Ak u masih ingat hari pertama aku mengenalnya. Saat itu, kami duduk di bangku kelas satu SMP, masih terlalu kecil untuk mengerti apa itu cinta, tapi cukup dewasa untuk merasakan sesuatu yang berbeda.
Namanya Alya. Gadis yang selalu duduk di barisan depan, rajin mencatat, dan memiliki senyum yang entah kenapa selalu membuatku ingin melihatnya lebih lama. Aku, Falah, hanya anak laki-laki biasa yang lebih suka duduk di pojok kelas, diam, dan mengamati dunia dari kejauhan.
Perasaan itu tumbuh pelan-pelan. Awalnya, aku hanya merasa senang melihatnya tersenyum. Lalu, aku mulai mencari-cari alasan untuk sekadar berbicara dengannya, meski itu hanya meminjam penghapus atau menanyakan tugas. Aku ingin lebih dekat, tapi aku tahu batasanku.
Aku menyukai Alya dalam diam.
Bertahun-tahun berlalu, dan kami tetap berteman. Aku mendengar cerita-ceritanya tentang banyak hal—tentang keluarganya, tentang impian kecilnya, bahkan tentang seseorang yang pernah ia sukai. Aku mendengarkan semuanya, sambil berusaha menyembunyikan rasa yang semakin dalam.

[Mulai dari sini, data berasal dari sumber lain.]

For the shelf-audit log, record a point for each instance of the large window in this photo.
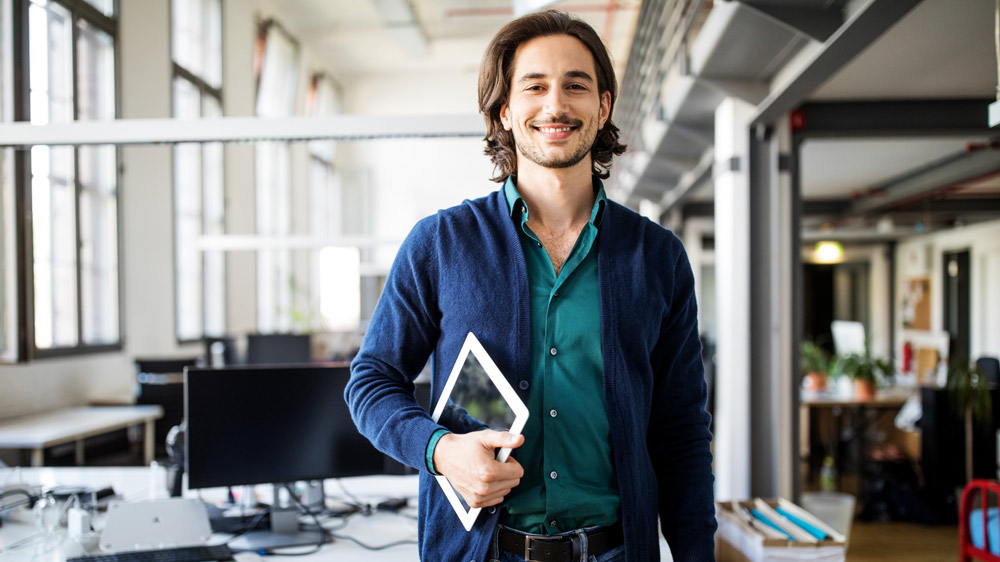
(334, 272)
(199, 192)
(277, 76)
(9, 351)
(72, 191)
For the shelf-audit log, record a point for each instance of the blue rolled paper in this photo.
(807, 527)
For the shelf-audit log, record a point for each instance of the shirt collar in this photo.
(516, 204)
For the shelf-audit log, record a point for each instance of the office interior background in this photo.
(757, 129)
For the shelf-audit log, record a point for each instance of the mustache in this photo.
(561, 120)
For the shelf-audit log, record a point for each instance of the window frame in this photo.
(203, 88)
(27, 345)
(278, 324)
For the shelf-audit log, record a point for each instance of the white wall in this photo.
(983, 242)
(410, 178)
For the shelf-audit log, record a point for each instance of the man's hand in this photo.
(468, 462)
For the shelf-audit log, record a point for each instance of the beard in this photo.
(533, 152)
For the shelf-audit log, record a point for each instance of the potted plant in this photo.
(815, 365)
(969, 393)
(866, 372)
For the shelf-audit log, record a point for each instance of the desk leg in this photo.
(148, 449)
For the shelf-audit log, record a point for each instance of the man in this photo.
(587, 309)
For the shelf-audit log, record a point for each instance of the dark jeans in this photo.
(616, 554)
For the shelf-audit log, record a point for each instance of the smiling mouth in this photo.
(559, 129)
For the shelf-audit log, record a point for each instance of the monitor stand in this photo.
(284, 530)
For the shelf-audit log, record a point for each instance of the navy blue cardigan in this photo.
(462, 270)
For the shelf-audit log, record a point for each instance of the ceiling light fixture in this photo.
(828, 252)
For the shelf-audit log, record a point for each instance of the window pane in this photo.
(54, 244)
(8, 241)
(96, 72)
(51, 57)
(8, 259)
(197, 38)
(326, 104)
(279, 75)
(274, 267)
(340, 288)
(214, 223)
(98, 190)
(99, 244)
(106, 7)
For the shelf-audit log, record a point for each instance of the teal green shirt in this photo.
(569, 477)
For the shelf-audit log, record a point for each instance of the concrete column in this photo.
(732, 251)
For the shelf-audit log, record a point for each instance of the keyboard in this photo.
(212, 553)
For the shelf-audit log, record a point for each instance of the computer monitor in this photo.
(274, 424)
(257, 425)
(278, 349)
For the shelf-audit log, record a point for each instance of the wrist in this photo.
(432, 444)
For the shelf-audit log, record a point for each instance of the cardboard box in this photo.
(739, 540)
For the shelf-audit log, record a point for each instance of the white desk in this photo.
(134, 484)
(38, 431)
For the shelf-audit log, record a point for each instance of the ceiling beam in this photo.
(920, 183)
(862, 28)
(816, 21)
(966, 118)
(240, 129)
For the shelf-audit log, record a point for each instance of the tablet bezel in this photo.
(472, 345)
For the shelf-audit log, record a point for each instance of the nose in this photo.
(555, 102)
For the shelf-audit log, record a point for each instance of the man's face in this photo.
(554, 109)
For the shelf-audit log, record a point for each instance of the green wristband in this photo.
(435, 437)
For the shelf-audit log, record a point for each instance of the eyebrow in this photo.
(569, 74)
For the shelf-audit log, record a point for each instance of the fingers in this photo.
(486, 496)
(494, 439)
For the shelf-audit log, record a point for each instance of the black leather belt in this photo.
(560, 548)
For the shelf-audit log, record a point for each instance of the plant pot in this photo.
(864, 390)
(815, 382)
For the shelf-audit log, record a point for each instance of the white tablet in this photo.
(477, 396)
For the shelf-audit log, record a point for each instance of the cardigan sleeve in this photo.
(401, 336)
(679, 436)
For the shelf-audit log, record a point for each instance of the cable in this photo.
(249, 526)
(370, 547)
(354, 498)
(323, 533)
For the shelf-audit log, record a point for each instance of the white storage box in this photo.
(741, 539)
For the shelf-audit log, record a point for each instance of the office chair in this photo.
(990, 366)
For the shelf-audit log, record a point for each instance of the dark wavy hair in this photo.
(495, 79)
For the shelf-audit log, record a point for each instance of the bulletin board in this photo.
(917, 304)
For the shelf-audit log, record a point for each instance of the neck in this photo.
(557, 197)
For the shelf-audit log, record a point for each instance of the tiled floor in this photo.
(891, 542)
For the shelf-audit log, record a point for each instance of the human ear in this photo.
(505, 117)
(605, 107)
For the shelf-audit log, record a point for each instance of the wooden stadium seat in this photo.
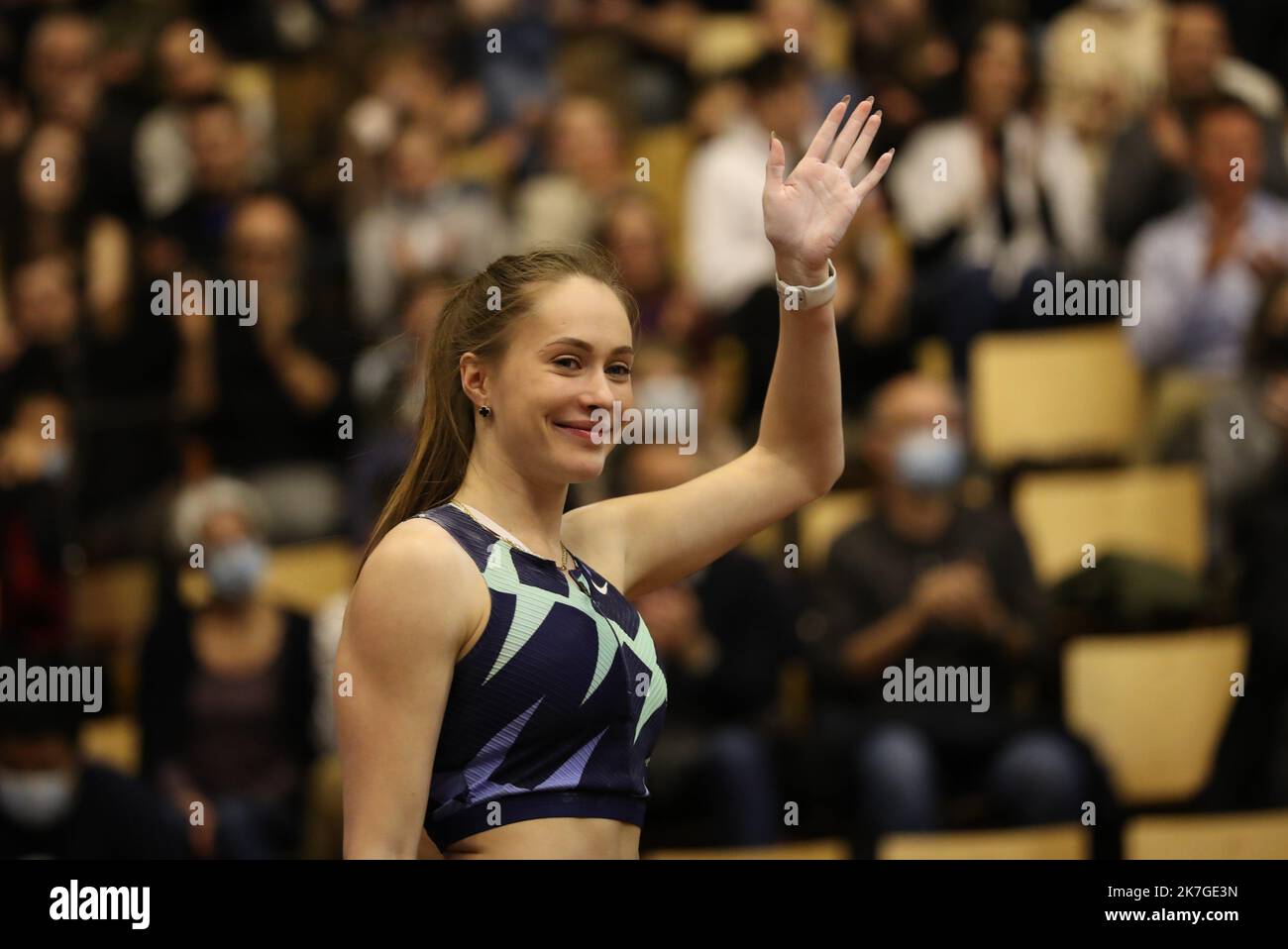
(825, 519)
(724, 42)
(1153, 705)
(115, 742)
(1252, 836)
(805, 850)
(668, 149)
(1155, 512)
(114, 604)
(1054, 394)
(1048, 842)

Di tahun terakhir SMA, aku akhirnya berani menulis surat. Aku tidak cukup berani untuk mengatakannya langsung, jadi aku menuangkan semua perasaanku dalam selembar kertas sederhana. Aku tak berharap banyak, hanya ingin setidaknya dia tahu.
Namun, saat aku berencana memberikannya, aku melihatnya tersenyum bahagia sambil menerima surat dari orang lain. Mataku menangkap tatapan berbinar yang tidak pernah ia tunjukkan padaku sebelumnya.
Saat itu, aku sadar.
Aku terlambat.
Aku menyimpan surat itu kembali ke dalam saku, lalu tersenyum seperti biasa saat ia datang menghampiriku dan bercerita tentang kebahagiaannya. Aku mendengarkan, seperti yang selalu kulakukan.
Dan untuk kesekian kalinya, aku memilih memendam perasaanku sendiri.